In his slides he has lots of bullet points that attempt to define what art is, and then in the talk he spends time covering each one. Here’s a sampling of the bullet points:
- Art isn't always easy to recognize
- Art has critics
- Art is fuzzy
- Art can make us think
- Art can make the artist think
- Art can make the audience think
- Art can show us a mirror to reflect
- Art can move us
- Art can take a stance
- Art can be used to show solidarity
- Art can help us capture what it's like to be another person
I love all his bullet points. In fact, they got me thinking about websites.
I think you could substitute “website” for “art” in many of his slides. For example:
- Art is repeated
- So are websites. Think of all those websites that follow the same template.
- Art may contain intentions
- Like the intent to purposely break best practices.
- Art can show us futures we should not want
- Art doesn’t have to fit in
- You can make any kind of website. It gives you agency to respond to the world the way you want, not just by “liking” something on social media.

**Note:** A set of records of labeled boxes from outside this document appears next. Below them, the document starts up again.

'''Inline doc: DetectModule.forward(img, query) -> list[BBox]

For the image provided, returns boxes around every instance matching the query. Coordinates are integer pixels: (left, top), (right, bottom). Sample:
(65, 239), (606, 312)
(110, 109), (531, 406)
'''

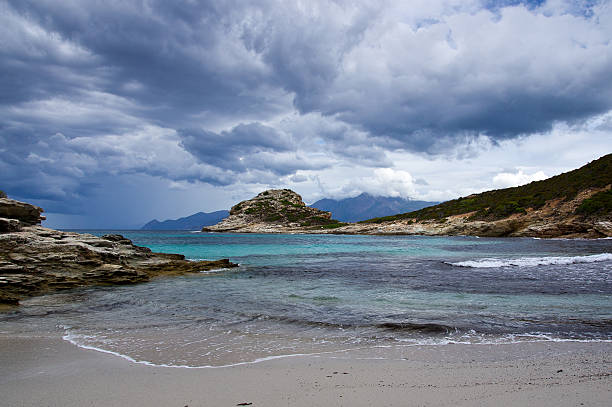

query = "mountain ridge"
(140, 210), (229, 230)
(309, 192), (439, 222)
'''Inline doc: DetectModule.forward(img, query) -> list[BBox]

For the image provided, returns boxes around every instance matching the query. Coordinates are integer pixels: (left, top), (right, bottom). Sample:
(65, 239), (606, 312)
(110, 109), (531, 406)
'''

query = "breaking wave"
(446, 253), (612, 268)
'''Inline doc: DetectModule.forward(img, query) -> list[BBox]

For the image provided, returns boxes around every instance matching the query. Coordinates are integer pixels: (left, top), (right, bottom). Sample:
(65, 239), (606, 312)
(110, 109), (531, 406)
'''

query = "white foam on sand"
(446, 253), (612, 268)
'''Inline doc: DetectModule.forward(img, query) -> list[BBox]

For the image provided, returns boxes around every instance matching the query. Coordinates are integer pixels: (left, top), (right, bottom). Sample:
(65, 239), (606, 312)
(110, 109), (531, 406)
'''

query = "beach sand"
(0, 335), (612, 407)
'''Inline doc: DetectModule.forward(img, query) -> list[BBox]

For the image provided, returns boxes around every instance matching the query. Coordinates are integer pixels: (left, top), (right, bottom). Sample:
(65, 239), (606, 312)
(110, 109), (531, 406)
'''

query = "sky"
(0, 0), (612, 228)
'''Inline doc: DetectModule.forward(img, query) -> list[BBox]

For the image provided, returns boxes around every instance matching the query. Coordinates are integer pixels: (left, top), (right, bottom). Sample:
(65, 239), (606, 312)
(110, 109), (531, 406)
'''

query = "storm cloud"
(0, 0), (612, 226)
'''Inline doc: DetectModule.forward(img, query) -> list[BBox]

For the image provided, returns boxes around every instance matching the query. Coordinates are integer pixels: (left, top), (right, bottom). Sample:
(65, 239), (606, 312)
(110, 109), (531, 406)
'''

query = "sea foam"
(446, 253), (612, 268)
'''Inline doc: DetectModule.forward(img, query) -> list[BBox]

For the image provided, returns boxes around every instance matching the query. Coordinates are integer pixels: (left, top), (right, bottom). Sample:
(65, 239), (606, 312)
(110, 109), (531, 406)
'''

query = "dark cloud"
(0, 0), (612, 225)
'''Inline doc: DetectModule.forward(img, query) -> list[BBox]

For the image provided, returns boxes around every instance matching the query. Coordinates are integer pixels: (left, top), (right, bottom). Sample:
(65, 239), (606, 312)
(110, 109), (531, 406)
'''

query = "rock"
(202, 189), (338, 233)
(0, 198), (43, 225)
(0, 218), (21, 233)
(0, 222), (237, 304)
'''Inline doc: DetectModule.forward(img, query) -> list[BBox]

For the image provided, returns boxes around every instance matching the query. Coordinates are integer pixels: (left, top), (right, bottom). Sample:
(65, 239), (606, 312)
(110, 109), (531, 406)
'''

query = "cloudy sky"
(0, 0), (612, 228)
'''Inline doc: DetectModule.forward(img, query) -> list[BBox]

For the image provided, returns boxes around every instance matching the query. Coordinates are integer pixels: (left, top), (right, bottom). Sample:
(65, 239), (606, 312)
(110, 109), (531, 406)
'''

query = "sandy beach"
(0, 335), (612, 407)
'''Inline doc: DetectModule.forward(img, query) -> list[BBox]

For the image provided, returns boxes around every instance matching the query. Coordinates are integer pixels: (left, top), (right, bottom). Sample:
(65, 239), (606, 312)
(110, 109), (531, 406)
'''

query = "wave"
(376, 322), (457, 334)
(445, 253), (612, 268)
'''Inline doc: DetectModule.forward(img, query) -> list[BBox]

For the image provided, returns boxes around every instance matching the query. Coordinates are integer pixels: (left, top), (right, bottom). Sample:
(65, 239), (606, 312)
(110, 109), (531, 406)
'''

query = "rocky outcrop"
(202, 189), (341, 233)
(0, 201), (237, 304)
(0, 197), (45, 232)
(327, 186), (612, 238)
(203, 186), (612, 238)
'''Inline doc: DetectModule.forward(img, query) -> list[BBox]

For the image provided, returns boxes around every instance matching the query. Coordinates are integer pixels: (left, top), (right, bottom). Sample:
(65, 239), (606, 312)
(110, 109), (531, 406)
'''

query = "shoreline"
(0, 333), (612, 407)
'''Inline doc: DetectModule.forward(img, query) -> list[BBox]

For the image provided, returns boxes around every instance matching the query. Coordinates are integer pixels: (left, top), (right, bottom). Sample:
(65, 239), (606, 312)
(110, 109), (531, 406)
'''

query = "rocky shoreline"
(0, 198), (237, 304)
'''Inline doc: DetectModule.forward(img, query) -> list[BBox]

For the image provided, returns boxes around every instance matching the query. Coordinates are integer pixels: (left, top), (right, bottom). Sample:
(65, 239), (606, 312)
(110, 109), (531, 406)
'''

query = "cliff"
(203, 154), (612, 238)
(0, 198), (237, 304)
(335, 154), (612, 238)
(202, 189), (343, 233)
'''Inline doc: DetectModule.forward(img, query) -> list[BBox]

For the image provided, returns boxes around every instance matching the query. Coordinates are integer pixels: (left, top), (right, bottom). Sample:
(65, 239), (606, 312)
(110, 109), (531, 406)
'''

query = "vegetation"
(360, 154), (612, 223)
(576, 189), (612, 216)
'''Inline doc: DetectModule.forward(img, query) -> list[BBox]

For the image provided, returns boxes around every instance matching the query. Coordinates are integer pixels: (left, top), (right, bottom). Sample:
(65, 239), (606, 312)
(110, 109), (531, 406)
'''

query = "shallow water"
(0, 231), (612, 366)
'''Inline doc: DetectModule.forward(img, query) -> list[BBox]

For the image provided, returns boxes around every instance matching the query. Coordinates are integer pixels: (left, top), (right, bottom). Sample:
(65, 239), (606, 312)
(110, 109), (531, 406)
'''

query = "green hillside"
(363, 154), (612, 223)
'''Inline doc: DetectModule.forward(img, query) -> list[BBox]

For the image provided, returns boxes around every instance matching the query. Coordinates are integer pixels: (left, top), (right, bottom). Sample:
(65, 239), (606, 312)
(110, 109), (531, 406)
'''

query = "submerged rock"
(0, 197), (45, 225)
(0, 200), (237, 304)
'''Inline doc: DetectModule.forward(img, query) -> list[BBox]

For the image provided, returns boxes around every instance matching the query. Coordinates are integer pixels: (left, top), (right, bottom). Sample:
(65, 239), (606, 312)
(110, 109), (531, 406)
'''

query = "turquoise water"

- Me personally, I’ve made little websites meant to convey my opinion on social share imagery or reinforce the opinion I share with others on the danger of normalizing breakage on the web.
- Each of those could’ve been me merely “liking” someone else’s opinion. Or I could’ve written a blog post. Or, as in those cases, I instead made a website.
- Art can insult the audience
- It doesn’t have to make you happy. Its purpose can be to offend you, or make you outraged and provoke a response. It can be a mother fucking website.
Of course, as Hidde points out, a website doesn’t have to be all of these. It also doesn’t have to be any of these.
Art — and a website — is as much about the artist and the audience as it is about the artifact. It’s a reflection of the person/people making it. Their intentions. Their purpose.
How’d you make it? Why’d you make it? When’d you make it? Each of these threads run through your art (website).
So when AI lets you make a website with the click of a button, it’s automating away a lot of the fun art stuff that goes into a website. The part where you have to wrestle with research, with your own intentions and motivations, with defining purpose, with (re)evaluating your world view.
Ultimately, a website isn’t just what you ship. It’s about who you are — and who you become — on the way to shipping.
So go explore who you are. Plumb the bottomless depths of self. Make art, a.k.a make a website.